Tolentino vs Secretary of Finance
GR 115455 Oct. 30, 1995

Facts:

Petitioners Arturo Tolentino et al. are questioning the constitutionality of RA


7716 otherwise known as the Value Added tax (EVAT) Law. Tolentino averred that this
revenue bill did not “exclusively originate” from the House of Rep. as required by sec.
24, Art. 6 of the constitution. Even though RA 7716 originated as HB 11197 and that it
passed three readings in the House of Rep. ,the same did not complete the three
readings in Senate for after the first reading it was referred to the Senate Ways and
Means Committee thereafter Senate passed its own version known as Senate Bill 1630.
Tolentino contends that what the Senate could have done is amend House Bill
11197 by striking out its text and substituting it with the text of SB 1630 in that way “the
bill remains a House Bill and the Senate version just becomes the text (only the text) of
the HB”.

Issue:
1. Whether or not RA 7716 otherwise known as EVAT Law is unconstitutional?

Held:

The contention has no merit.

The enactment of S. No. 1630 is not the only instance in which the Senate proposed an
amendment to a House revenue bill by enacting its own version of a revenue bill. On at
least two occasions during the Eighth Congress, the Senate passed its own version of
revenue bills, which, in consolidation with House bills earlier passed, became the
enrolled bills. On the other hand, the Ninth Congress passed revenue laws which were
also the result of the consolidation of House and Senate bills.
Thus, the enactment of S. No. 1630 is not the only instance in which the Senate,
in the exercise of its power to propose amendments to bills required to originate in the
House, passed its own version of a House revenue measure.

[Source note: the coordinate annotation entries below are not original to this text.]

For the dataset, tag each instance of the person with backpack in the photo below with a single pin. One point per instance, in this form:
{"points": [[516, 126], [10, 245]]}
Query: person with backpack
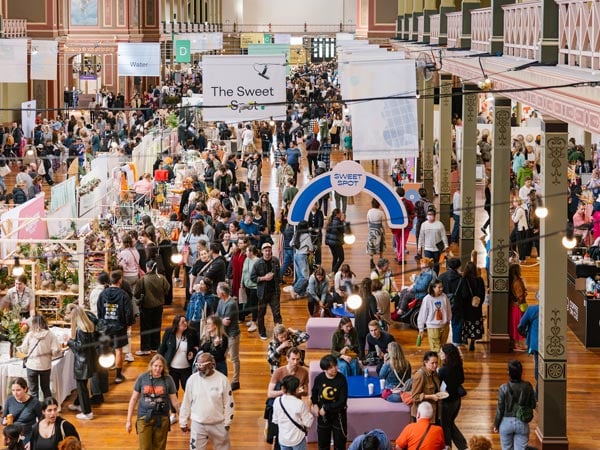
{"points": [[401, 235], [421, 207]]}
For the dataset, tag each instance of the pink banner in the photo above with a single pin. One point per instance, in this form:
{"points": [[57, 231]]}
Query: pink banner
{"points": [[31, 213]]}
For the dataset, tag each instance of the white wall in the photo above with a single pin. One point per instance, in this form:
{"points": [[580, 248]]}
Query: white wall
{"points": [[278, 12]]}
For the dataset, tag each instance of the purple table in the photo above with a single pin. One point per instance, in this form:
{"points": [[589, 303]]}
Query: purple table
{"points": [[358, 387], [341, 311]]}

Art. VI, Sec. 24 provides that all appropriation, revenue or tariff bills, bills
authorizing increase of the public debt, bills of local application, and private bills must
"originate exclusively in the House of Representatives," it also adds, "but the Senate
may propose or concur with amendments." In the exercise of this power, the Senate
may propose an entirely new bill as a substitute measure. As petitioner Tolentino states
in a high school text, a committee to which a bill is referred may do any of the following:

(1) to endorse the bill without changes; (2) to make changes in the
bill omitting or adding sections or altering its language; (3) to make
and endorse an entirely new bill as a substitute, in which case it will
be known as a committee bill; or (4) to make no report at all.